Se apuntó en 1969 a un curso que vio anunciado en el periódico; de ahí salieron treinta años de congresos, los primeros créditos universitarios de esperanto de España y años de clases desde Estados Unidos y Polonia hasta Eslovaquia, China y Vietnam
Si la etapa moderna del grupo tiene un nombre, es este. Enseñó la lengua desde Estados Unidos hasta China y Vietnam, presidió la Federación Española y el comité local del Congreso Universal de 1993, y consiguió lo que nadie había conseguido aquí: que el esperanto valiera créditos en una universidad española.

Augusto Casquero de la Cruz (1945-2023).
Un curso visto en el periódico
Se hizo esperantista en 1969, en el curso del doctor Herrero. Alicia Ballester lo cuenta así: estaba pasando el verano en Valencia, vio el curso anunciado en el periódico y se apuntó. Con él fueron cuatro hermanos más —ella no sabe si fueron ya esa primera vez o más tarde—.
Los idiomas le venían de lejos. Oficial del ejército español de formación, se había apuntado a unos cursos de inglés que después le permitieron acceder a los estudios de comunicaciones en Estados Unidos, en San Antonio y en Nueva Jersey.
Y no esperó a saber lo suficiente para enseñarlo. Él mismo lo contaba en 2011: apenas había empezado a aprender cuando unos amigos lo convencieron de que les diera clase; él les dijo que iba solo por la segunda lección, y ellos insistieron con el argumento que lo desarmó —cuando acabes la segunda, nos explicas la primera—. Llegó a tener veinticinco alumnos, y decía que desde aquel momento ya no dejó nunca de enseñar. Alicia recuerda una fotografía de los ocho o diez que eran al principio, todos con camiseta blanca y la estrella verde.
Y no paró, efectivamente: en Madrid y en Valencia, y también fuera. En 2011 él mismo resumía así la parte de fuera: un año enseñando en Eslovaquia, cinco en Polonia, cuatro en China y cuatro meses en Vietnam —y cuando lo entrevistaron estaba a punto de volver a China en septiembre—.

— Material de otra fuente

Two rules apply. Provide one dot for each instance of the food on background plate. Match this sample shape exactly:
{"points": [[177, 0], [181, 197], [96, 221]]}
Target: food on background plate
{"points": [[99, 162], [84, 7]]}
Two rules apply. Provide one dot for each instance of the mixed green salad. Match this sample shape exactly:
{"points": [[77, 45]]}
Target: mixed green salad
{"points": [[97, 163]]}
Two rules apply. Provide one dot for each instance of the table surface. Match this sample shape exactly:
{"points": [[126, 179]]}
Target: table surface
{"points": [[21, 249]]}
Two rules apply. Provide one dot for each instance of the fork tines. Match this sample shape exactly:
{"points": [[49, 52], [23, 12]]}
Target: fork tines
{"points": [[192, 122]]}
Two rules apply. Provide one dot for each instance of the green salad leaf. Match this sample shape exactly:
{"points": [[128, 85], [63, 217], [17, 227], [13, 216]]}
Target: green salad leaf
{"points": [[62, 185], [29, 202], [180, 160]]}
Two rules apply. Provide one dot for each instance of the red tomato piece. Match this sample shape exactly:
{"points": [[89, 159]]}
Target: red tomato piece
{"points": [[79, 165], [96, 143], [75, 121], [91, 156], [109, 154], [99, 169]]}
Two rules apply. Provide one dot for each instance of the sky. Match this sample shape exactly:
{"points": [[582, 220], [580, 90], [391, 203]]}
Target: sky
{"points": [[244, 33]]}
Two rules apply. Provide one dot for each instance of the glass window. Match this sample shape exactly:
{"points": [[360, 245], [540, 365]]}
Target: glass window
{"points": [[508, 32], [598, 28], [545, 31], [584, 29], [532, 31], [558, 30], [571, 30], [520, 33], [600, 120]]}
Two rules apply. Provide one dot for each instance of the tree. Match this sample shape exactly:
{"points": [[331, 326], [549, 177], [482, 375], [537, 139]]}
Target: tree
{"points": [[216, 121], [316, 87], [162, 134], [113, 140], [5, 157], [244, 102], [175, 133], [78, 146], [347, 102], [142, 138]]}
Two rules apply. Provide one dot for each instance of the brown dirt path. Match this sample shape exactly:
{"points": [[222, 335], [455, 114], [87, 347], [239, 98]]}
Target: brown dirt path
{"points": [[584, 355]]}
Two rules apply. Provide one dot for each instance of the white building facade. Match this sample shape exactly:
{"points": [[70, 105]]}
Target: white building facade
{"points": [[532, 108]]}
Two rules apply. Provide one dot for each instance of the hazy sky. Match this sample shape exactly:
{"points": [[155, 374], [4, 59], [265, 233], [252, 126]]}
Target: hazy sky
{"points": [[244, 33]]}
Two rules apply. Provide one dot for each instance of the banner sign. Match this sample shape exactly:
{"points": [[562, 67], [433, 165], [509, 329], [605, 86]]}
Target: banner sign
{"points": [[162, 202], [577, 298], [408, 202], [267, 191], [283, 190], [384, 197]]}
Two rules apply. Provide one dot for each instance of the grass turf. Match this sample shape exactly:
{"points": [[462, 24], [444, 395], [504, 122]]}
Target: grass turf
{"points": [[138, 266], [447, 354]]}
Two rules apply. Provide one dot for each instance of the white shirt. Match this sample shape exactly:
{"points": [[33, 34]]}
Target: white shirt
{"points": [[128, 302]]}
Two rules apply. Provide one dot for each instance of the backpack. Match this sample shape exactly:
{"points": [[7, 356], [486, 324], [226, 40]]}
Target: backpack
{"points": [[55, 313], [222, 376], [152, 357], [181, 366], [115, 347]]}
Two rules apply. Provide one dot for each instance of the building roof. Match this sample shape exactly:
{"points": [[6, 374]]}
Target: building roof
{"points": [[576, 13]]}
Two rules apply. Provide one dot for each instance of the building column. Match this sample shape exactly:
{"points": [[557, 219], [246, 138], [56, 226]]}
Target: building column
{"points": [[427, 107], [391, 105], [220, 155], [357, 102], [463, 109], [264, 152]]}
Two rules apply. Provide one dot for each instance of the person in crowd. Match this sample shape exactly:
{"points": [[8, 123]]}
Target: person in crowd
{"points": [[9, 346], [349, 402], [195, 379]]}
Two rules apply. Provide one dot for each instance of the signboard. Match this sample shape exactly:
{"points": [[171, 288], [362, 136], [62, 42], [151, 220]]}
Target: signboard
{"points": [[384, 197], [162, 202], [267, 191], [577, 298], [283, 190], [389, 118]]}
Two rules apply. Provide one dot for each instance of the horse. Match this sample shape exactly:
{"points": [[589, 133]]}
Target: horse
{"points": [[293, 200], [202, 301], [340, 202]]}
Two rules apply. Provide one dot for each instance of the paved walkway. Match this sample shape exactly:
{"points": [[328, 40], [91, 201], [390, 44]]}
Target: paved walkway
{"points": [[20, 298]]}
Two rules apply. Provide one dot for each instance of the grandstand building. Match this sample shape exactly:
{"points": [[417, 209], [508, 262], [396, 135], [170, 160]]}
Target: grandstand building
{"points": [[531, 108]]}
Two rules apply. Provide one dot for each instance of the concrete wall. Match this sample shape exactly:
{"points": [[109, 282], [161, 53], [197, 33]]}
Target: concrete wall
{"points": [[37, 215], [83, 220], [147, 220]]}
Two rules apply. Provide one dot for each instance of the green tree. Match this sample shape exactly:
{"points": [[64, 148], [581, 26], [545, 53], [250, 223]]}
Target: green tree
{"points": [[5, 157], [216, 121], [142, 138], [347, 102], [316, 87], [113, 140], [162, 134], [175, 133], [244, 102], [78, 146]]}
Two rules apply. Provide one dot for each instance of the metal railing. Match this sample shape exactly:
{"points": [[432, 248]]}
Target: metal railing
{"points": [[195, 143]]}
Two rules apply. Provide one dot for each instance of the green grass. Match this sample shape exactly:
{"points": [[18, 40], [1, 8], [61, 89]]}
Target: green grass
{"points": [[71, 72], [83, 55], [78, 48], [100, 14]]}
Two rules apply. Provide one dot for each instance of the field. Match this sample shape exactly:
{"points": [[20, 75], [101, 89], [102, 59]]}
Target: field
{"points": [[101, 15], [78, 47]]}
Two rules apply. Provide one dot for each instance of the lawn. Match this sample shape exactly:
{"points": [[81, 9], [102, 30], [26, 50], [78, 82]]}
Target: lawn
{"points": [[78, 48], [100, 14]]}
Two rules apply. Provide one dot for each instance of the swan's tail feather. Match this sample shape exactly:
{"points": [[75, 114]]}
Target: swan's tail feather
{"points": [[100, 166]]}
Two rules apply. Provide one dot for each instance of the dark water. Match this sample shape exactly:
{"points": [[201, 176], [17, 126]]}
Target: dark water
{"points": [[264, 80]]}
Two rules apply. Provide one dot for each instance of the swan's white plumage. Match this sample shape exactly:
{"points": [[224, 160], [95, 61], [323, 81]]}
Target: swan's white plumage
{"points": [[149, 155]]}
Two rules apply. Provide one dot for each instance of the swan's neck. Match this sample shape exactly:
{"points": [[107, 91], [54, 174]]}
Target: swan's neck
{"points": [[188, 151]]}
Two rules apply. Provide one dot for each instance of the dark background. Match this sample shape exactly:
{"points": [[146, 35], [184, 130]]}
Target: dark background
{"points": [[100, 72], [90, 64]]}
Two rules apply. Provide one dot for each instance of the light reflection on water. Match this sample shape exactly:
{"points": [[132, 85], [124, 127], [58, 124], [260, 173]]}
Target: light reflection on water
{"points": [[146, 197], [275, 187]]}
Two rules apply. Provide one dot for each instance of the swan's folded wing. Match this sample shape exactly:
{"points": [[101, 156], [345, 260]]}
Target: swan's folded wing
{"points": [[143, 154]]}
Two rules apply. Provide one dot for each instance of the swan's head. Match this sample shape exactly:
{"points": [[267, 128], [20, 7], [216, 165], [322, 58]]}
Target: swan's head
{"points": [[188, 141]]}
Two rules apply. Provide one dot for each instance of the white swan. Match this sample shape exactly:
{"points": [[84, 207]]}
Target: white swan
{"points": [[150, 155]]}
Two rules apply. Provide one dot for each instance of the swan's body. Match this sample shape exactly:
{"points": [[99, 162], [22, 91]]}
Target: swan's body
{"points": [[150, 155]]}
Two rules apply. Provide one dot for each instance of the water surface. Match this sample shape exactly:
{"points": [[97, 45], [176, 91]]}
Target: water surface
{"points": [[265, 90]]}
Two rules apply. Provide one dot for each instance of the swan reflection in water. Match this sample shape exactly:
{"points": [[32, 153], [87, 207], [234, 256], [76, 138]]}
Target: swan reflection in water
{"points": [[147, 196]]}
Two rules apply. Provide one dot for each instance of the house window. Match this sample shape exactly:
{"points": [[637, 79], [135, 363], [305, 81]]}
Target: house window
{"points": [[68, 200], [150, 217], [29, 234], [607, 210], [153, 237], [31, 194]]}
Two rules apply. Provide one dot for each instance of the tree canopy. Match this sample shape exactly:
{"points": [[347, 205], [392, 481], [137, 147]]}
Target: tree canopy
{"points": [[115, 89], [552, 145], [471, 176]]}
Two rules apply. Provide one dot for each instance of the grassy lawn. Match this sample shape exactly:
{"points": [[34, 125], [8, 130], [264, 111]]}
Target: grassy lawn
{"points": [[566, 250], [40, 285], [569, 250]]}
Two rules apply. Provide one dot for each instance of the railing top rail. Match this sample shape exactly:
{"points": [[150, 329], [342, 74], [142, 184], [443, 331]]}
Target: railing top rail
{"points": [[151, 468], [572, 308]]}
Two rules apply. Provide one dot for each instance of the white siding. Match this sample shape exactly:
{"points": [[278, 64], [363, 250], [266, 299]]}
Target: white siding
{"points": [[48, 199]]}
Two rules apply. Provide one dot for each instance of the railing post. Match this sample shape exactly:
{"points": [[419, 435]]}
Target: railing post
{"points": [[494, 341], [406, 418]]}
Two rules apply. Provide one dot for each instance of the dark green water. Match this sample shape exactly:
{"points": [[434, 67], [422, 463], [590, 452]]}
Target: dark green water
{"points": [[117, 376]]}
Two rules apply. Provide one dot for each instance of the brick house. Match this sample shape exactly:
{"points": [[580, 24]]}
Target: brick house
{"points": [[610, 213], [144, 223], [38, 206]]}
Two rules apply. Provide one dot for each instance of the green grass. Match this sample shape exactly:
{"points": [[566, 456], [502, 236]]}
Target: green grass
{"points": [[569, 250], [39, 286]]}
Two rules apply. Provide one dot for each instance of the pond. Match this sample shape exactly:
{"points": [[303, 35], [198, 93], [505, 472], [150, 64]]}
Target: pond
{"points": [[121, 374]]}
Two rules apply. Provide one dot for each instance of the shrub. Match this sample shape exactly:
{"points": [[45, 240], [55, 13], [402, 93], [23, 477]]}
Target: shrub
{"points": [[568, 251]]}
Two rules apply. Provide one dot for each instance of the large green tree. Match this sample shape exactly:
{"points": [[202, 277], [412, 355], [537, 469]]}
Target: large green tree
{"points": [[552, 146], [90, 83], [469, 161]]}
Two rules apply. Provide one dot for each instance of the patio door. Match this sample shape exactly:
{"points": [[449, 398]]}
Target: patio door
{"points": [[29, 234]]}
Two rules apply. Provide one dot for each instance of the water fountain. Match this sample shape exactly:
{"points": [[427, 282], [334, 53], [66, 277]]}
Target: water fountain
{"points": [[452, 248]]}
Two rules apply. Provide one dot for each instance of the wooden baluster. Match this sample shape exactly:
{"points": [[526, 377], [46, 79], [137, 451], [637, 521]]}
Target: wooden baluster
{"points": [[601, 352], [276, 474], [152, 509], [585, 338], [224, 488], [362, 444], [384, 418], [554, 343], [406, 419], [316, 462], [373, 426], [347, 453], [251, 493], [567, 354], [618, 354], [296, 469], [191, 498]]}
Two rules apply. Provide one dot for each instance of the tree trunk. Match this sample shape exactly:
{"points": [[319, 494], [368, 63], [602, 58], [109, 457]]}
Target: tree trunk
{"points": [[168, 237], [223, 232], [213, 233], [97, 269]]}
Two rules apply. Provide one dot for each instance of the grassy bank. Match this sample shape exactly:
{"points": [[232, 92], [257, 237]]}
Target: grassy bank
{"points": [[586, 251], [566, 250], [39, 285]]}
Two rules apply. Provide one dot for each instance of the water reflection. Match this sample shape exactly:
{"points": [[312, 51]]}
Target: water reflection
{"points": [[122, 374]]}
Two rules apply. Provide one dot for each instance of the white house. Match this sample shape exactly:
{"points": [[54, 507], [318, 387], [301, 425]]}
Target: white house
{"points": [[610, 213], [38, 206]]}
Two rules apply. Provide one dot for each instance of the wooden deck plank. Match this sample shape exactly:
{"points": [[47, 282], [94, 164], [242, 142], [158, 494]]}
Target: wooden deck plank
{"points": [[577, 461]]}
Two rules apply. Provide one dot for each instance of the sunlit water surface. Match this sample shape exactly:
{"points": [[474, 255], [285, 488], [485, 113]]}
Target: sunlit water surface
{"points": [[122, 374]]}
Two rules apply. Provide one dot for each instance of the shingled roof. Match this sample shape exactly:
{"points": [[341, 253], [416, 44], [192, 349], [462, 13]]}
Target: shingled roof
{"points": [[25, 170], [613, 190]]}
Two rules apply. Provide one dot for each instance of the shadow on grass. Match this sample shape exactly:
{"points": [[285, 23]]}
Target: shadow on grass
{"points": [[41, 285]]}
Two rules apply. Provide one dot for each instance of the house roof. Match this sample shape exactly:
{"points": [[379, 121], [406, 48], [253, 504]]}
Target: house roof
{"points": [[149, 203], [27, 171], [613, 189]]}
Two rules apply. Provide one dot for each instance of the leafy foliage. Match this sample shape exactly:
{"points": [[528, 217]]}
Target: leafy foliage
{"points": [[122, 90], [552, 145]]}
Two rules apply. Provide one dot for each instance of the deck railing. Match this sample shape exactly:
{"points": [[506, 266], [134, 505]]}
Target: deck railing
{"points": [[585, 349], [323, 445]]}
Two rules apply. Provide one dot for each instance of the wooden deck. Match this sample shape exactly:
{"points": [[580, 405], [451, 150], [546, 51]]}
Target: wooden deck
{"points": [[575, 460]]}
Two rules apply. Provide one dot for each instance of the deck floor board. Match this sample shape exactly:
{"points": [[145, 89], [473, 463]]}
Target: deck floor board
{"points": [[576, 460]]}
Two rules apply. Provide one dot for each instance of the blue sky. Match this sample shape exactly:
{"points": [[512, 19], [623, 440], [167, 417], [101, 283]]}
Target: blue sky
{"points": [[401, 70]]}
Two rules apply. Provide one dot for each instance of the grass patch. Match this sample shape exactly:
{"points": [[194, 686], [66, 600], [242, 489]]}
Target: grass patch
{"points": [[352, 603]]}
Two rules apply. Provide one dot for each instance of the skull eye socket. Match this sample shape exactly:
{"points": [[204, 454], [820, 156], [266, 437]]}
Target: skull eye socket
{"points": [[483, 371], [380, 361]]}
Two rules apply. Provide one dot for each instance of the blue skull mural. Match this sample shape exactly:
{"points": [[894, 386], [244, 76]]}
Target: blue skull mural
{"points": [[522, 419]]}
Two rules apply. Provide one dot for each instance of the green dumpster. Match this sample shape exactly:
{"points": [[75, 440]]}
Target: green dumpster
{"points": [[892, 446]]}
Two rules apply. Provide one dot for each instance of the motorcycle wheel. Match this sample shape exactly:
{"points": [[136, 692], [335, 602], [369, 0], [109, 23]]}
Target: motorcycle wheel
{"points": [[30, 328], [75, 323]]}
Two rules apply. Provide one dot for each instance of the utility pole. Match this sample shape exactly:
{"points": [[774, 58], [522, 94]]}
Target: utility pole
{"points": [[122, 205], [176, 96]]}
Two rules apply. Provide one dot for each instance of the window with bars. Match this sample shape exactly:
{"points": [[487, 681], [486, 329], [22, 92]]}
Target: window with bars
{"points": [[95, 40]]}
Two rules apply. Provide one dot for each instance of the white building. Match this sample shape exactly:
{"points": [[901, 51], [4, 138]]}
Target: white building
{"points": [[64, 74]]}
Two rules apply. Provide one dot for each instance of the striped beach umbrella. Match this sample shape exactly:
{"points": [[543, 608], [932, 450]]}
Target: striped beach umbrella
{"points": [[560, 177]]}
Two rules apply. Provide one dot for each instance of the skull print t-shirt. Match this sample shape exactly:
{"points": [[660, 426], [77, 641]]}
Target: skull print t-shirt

El esperanto era también una lengua de casa: eran ocho hermanos y cinco de ellos esperantistas, y su mujer, Alicia Ballester, venía igualmente de una familia esperantista, la de los Ballester.
Los títulos, y un oficio
Diplomado en Magisterio de Educación General Básica (rama de Filología Inglesa, Madrid 1981), licenciado en Filosofía y Ciencias de la Educación (Complutense, 1985) y diplomado en Logopedia (Complutense, 1987); cursó los cursos de doctorado en la Facultad de Filología de la Universitat de València.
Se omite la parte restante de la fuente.